SELECT * FROM ORDER WHERE ORDER_ID_128 IN (id1,id2,id3....id128);

In DRDS V5.4.8-16069335 or later, DRDS calculates the shards to which the IN query is to be routed at the computing layer. Before each physical query statement is sent to ApsaraDB RDS for MySQL or PolarDB for MySQL, DRDS uses the dynamic partition pruning feature to ensure that the IN clause in the SQL statement of the query contains only the values stored in the shard. This increases the throughput and decreases the RT for IN queries. The following code provides an example of the SQL statements:

SELECT * FROM ORDER WHERE ORDER_ID_1 IN (id1);
SELECT * FROM ORDER WHERE ORDER_ID_2 IN (id2,id12);
SELECT * FROM ORDER WHERE ORDER_ID_3 IN (id3,id4,id5);
.....
SELECT * FROM ORDER WHERE ORDER_ID_32 IN (id100....id128);

In addition, DRDS uses the single-node parallel execution feature to execute the IN query on different shards in parallel. For example, if the values in the IN clause of a query are distributed across 32 shards, the degree of parallelism for each query is equal to the number of cores of your node. If your node in DRDS has 16 cores, the default degree of parallelism is 16. In this case, the IN query routed to 32 shards is completed in 2 batches.

Alibaba Cloud provides the following recommendations on determining the number of values in the IN clause of a query based on its experience:
  • Specify a number that is significantly smaller than the number of shards so that not all shards need to be scanned each time a query is performed.
  • Make sure that the number of values does not increase due to business development. This prevents the query performance from being compromised because of business development.
  • To maintain low RT and a high throughput, specify a number that ranges from 8 to 32.

If the preceding requirements are met, linear scalability can be performed for your business to handle concurrent IN queries, with nearly no obvious increase in the RT. For example, DRDS in which a 16-core node is deployed supports the concurrent execution of 10,000 IN queries.

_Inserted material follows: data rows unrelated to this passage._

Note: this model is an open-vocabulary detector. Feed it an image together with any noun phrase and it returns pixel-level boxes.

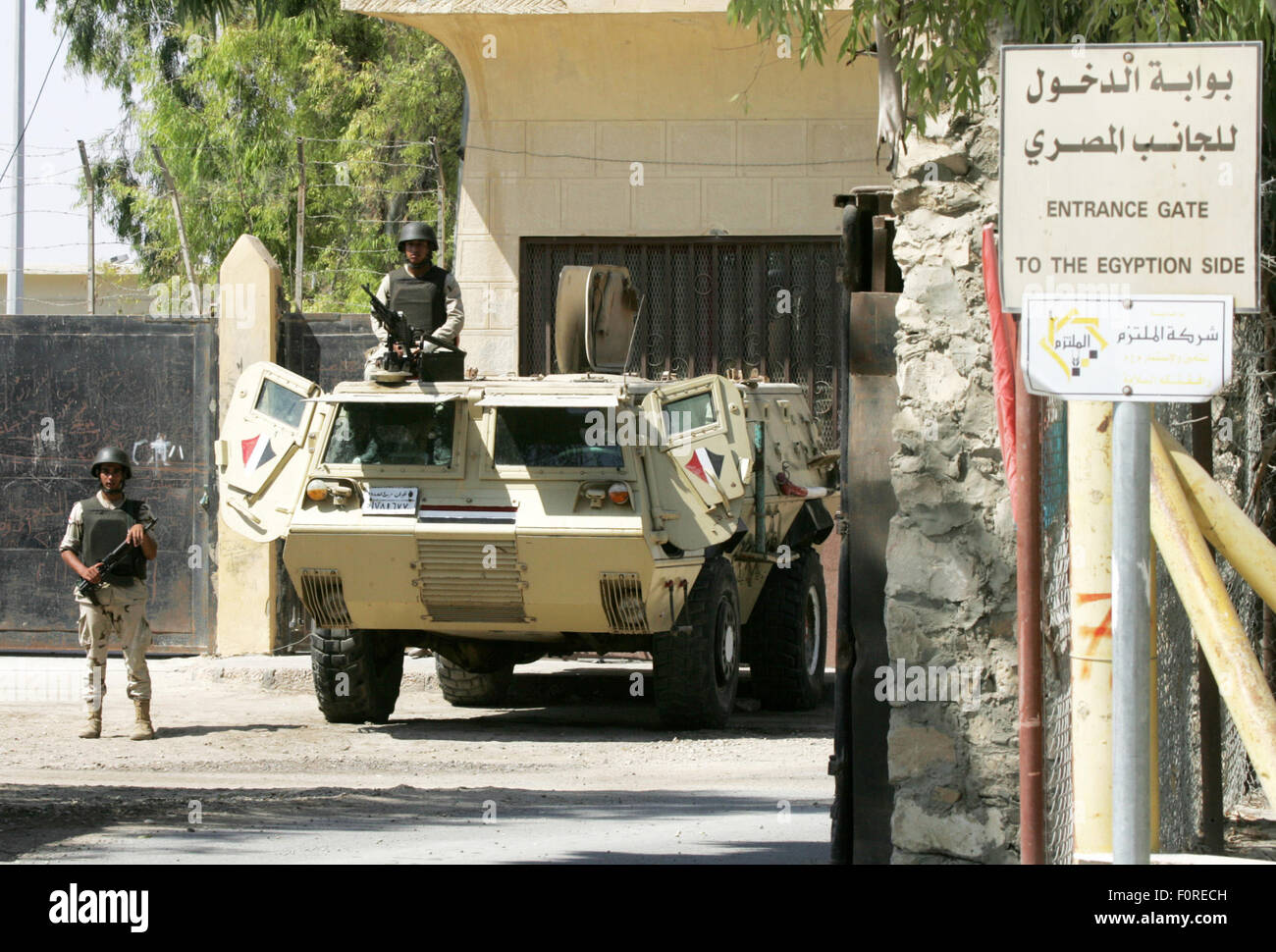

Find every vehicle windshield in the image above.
[323,400,456,466]
[497,407,625,469]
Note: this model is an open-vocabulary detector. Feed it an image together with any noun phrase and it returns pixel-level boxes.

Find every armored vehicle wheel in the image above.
[310,628,403,723]
[745,547,828,711]
[652,556,740,727]
[434,652,514,707]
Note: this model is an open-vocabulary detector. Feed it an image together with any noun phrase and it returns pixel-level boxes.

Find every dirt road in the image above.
[0,658,833,863]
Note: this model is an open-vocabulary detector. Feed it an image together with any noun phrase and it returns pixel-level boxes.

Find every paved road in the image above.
[0,656,833,863]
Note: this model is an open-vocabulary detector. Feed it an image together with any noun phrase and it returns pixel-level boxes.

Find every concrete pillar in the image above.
[214,235,282,655]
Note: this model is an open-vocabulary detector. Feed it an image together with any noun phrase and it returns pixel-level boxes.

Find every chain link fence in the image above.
[1041,315,1276,864]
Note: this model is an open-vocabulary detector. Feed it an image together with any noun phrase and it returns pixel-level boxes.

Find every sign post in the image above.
[1113,399,1152,866]
[999,43,1262,864]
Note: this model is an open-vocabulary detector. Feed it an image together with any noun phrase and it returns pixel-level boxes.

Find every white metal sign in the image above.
[1000,43,1262,311]
[1020,294,1233,403]
[361,486,417,515]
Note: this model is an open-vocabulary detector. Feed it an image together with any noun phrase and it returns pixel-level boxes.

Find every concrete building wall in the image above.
[885,102,1018,863]
[344,0,889,373]
[0,268,150,314]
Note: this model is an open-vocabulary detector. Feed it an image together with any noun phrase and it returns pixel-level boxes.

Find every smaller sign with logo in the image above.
[1020,294,1233,403]
[362,486,416,515]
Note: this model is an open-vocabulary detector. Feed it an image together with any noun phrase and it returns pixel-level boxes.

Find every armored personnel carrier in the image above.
[216,265,837,727]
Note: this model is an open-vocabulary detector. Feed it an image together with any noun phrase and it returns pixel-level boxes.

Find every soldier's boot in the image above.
[80,705,102,740]
[129,701,156,740]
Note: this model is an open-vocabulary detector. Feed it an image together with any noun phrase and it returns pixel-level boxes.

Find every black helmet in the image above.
[92,447,133,480]
[399,222,439,251]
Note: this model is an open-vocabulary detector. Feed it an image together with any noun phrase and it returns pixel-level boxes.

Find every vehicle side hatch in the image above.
[213,361,320,543]
[642,374,753,549]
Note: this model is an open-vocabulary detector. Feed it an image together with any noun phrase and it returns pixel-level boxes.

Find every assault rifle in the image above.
[364,285,416,370]
[76,519,160,608]
[364,285,466,380]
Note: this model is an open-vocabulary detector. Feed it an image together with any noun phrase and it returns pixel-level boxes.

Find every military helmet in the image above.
[399,222,439,251]
[90,447,133,480]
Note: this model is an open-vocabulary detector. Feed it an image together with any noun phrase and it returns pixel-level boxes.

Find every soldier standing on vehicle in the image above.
[59,447,158,740]
[364,222,466,379]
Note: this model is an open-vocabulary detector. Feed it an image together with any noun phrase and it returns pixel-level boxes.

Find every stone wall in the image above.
[885,102,1018,863]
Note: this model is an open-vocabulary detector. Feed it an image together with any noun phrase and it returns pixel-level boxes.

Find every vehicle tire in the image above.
[310,628,403,723]
[652,555,740,727]
[434,652,514,707]
[747,547,828,711]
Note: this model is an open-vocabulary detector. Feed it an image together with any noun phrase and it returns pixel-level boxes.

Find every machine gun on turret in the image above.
[364,285,466,380]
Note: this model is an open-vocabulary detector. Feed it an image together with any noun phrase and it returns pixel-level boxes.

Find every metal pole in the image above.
[1113,400,1152,866]
[1192,403,1224,854]
[1013,316,1045,866]
[7,0,27,314]
[77,139,97,314]
[150,144,204,314]
[292,135,306,307]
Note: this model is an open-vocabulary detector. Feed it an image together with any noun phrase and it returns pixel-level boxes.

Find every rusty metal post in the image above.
[1015,316,1045,866]
[292,135,306,313]
[1192,403,1222,854]
[76,139,97,314]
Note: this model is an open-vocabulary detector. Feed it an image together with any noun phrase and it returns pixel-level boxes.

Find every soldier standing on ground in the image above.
[364,222,466,379]
[59,447,158,740]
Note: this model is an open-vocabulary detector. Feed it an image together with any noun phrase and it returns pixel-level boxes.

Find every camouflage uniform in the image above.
[364,265,466,380]
[58,492,153,713]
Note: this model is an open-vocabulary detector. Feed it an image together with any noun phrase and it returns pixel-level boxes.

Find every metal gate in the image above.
[518,237,843,447]
[0,316,217,654]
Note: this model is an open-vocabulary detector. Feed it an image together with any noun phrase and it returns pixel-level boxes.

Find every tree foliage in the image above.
[37,0,463,310]
[727,0,1276,140]
[727,0,1276,282]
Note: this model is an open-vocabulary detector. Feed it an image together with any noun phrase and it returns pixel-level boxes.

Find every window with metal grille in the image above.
[518,237,841,447]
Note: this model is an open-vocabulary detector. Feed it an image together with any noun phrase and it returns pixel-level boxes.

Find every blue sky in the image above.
[0,0,128,271]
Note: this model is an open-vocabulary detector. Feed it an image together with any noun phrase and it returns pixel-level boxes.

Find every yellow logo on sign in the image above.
[1037,307,1107,378]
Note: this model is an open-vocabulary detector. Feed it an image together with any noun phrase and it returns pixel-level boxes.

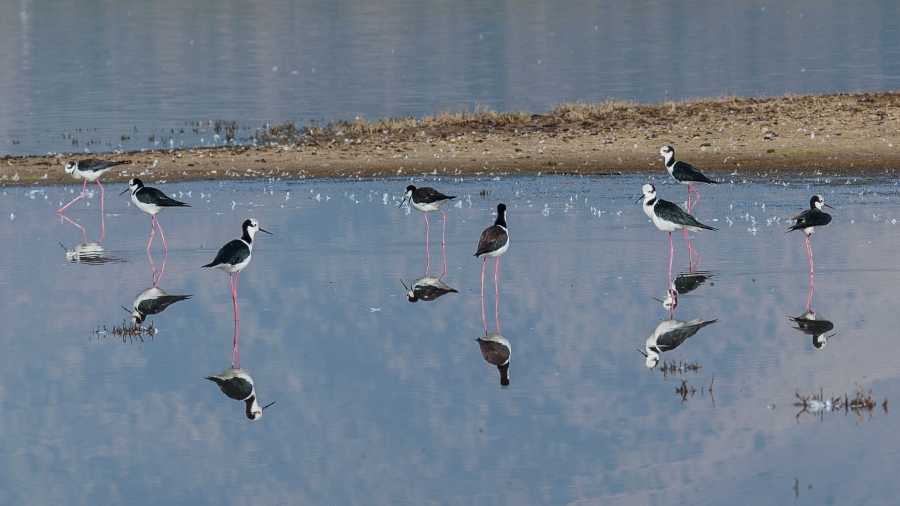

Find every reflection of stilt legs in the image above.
[56,186,106,244]
[481,256,501,335]
[59,210,89,244]
[684,230,700,272]
[147,214,169,253]
[422,213,431,276]
[229,271,241,322]
[806,236,815,274]
[494,257,502,334]
[687,184,700,214]
[806,272,814,311]
[147,251,169,288]
[481,257,487,335]
[231,319,241,369]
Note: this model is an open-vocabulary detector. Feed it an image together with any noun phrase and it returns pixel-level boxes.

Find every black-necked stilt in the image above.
[659,146,718,213]
[119,178,191,251]
[56,158,131,214]
[785,195,833,276]
[124,286,191,323]
[638,184,716,280]
[638,318,719,368]
[475,204,509,333]
[400,276,459,302]
[788,307,834,349]
[203,218,271,320]
[206,367,275,420]
[475,332,512,387]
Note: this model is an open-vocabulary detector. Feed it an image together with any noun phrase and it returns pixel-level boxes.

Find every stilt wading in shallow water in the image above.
[475,204,509,334]
[785,195,834,276]
[638,184,716,286]
[203,218,271,321]
[399,185,456,278]
[56,158,131,244]
[659,146,719,213]
[119,178,191,252]
[56,158,131,214]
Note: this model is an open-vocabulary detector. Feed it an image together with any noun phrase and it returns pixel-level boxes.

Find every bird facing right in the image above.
[785,195,834,274]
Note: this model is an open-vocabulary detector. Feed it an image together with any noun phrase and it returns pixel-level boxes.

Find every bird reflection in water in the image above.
[653,271,713,318]
[638,318,719,368]
[788,309,834,349]
[56,158,131,244]
[125,285,191,324]
[400,276,459,302]
[206,367,275,420]
[399,185,456,278]
[475,332,512,387]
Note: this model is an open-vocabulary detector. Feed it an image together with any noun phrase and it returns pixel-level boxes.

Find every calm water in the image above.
[0,176,900,504]
[0,0,900,156]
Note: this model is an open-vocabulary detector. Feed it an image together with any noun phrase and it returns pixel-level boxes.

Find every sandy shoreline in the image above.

After another 16-core node is added, DRDS supports the concurrent execution of 20,000 IN queries.

25337302

Comparison test

This test aims to help you determine the optimal number of values in the IN clause of a query so that you can maintain low RT and a high throughput. In the test environment, two nodes and a table that has 64 shards are used. The specification for each of the nodes is 16 cores and 64 GB memory. Each of the table shard contains millions of data records. The test result shows the RT and throughput changes as the number of values in the IN clause and the number of concurrent queries increase. In DRDS V5.4.8-16069335 and later, the dynamic column pruning feature is optimized to process IN queries. The unnecessary values in the IN clause of each SQL statements in your query are pruned. The following figures show the test results.

  1. The following figure shows the RT changes as the number of concurrent queries and the number of values in the IN clause increase, after the dynamic column pruning feature is enabled. 25337303
  2. The following figure shows the throughput changes as the number of concurrent queries and the number of values in the IN clause increase, after the dynamic column pruning feature is enabled. 25337304
  3. The following figure shows the RT changes as the number of concurrent queries and the number of values in the IN clause increase, after the dynamic column pruning feature is disabled. 25337305
  4. The following figure shows the throughput changes as the number of concurrent queries and the number of values in the IN clause increase, after the dynamic column pruning feature is disabled. 25337306
From the preceding figures, you can draw the following conclusions:
  • When the number of values in the IN clause is 8 to 32, you can maintain low RT and a high throughput. In addition, the degree of parallelism is almost identical to the default degree of parallelism of the single-node parallel execution feature provided by DRDS. The default degree of parallelism is equal to the number of the CPU cores of a node.
  • After the dynamic column pruning feature provided by DRDS V5.4.8-16069335 or later is enabled, the RT for IN queries is decreased and the throughput for IN queries is increased. Therefore, we recommend that you upgrade your DRDS to V5.4.8 or later so that you can use the dynamic partition pruning feature.